All About Multiple Characters

Long time followers of my blog know that I am a proponent of singular protagonists. In one of my earliest blog posts, Common Writing Styles That Cause ProblemsI talked about several issues involved in having too many protagonists. I still believe everything I said back then, but the fact is, some stories do call for several main characters, and not telling my readers how to correctly write them isn’t serving anyone. Should you choose to take your story in this direction, here are some tips for keeping things clear and elegant--

Write As Few Protagonists As Possible

Just because your story necessitates several plotlines doesn’t mean you should just run free with it. Having ten protagonists instead of five is not just twice as confusing. Believe me.


Pick Your Tense Carefully

Beware of using different tenses for different characters. Only too often, writers go into projects thinking, “Well, Ralph is the main character, so he can be first person as long as the others are in third”, only to discover that other protagonists become more important as the story progresses, or that the readers are confused by the sudden changes in tense from chapter to chapter. Be careful. Multiple characters can be confusing enough!


Differentiate Between Your Characters

I understand that making every character a complex individual is a lot harder in multiple viewpoint novels, so I’ve come up with a very simple piece of advice for flat or copycat characters: if it’s too hard to give a character a unique sense of self, remove that character. There. That simplifies things.


Make Sure They Have STRONG Connections With Each Other

Back when I was still doing reader reviews, I ripped Cloud Atlas a new one. The writing wasn’t the problem, but rather, the incredibly weak connection between the characters. It seemed to me as if they existed, not only in different time periods, but in different worlds. Luisa Rey is in a campy, 1950s-style detective story, where commedia dell'arte character archetypes are fully acceptable, but Robert Frobisher is in a fully realistic story that takes place in the early thirties. These two people, apart from the fact that they are members of the human race, quite literally have nothing in common.


Read Good Fiction With Multiple Points of View

It is always helpful to read stories that are told in a similar way to what you want to write. If you want to write about multiple characters in a first person perspective (God forbid), read As I Lay Dying by William Faulkner. If not, possibly consider Dune by Frank Herbert. Don’t stop there either! Get a grasp on what you’re looking for before you begin.

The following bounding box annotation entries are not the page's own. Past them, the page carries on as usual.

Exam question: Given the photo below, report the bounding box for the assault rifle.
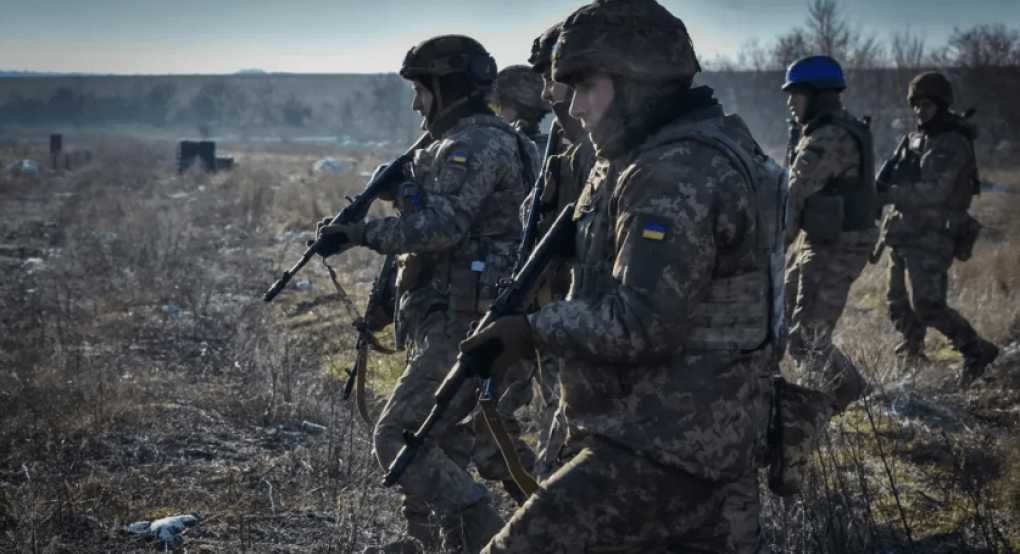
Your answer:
[515,119,563,268]
[383,204,573,487]
[262,133,431,302]
[344,254,398,425]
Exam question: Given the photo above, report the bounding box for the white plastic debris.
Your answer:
[128,513,199,547]
[162,304,188,315]
[3,159,41,175]
[312,158,351,171]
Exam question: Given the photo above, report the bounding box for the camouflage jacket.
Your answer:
[364,115,538,260]
[527,106,765,481]
[364,115,539,317]
[511,119,549,157]
[520,138,595,234]
[883,121,977,255]
[786,109,878,248]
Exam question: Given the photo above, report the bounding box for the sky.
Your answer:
[0,0,1020,74]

Thoroughly Plan Scenes Where Characters Meet

If Gregory and Ruth are both main characters, whose perspective will you write from when they meet in the park under the glow of fireflies? Gregory’s? Ruth’s? Third limited on one character? Perhaps a neutral or omniscient third? If you are going to have characters meet throughout the course of your story, make sure to put in your work.


Carry Over Emotions

Nobody will ever advise you not to end a chapter on a cliffhanger, but it can be rather annoying to a reader when chapter 13 ends with John on his back in an alley with a knife wound in his abdomen, and chapter 14 begins with Sussie wondering if Matt, the cute boy sitting next to her in English class, is going to ask her to prom. It’s fine if this happens every once in awhile - building up a sense of urgency can be good… but, in general, try to stoke the emotional flames of the previous chapter in any way you can. You don’t want to have to start each chapter from emotional ground zero.


All this said, don’t tell a story from multiple perspectives unless that’s the way the story is screaming to be told (Game of Thrones comes to mind). Despite a few exceptions, the less characters there are in a piece, the greater the focus is on the characters that remain.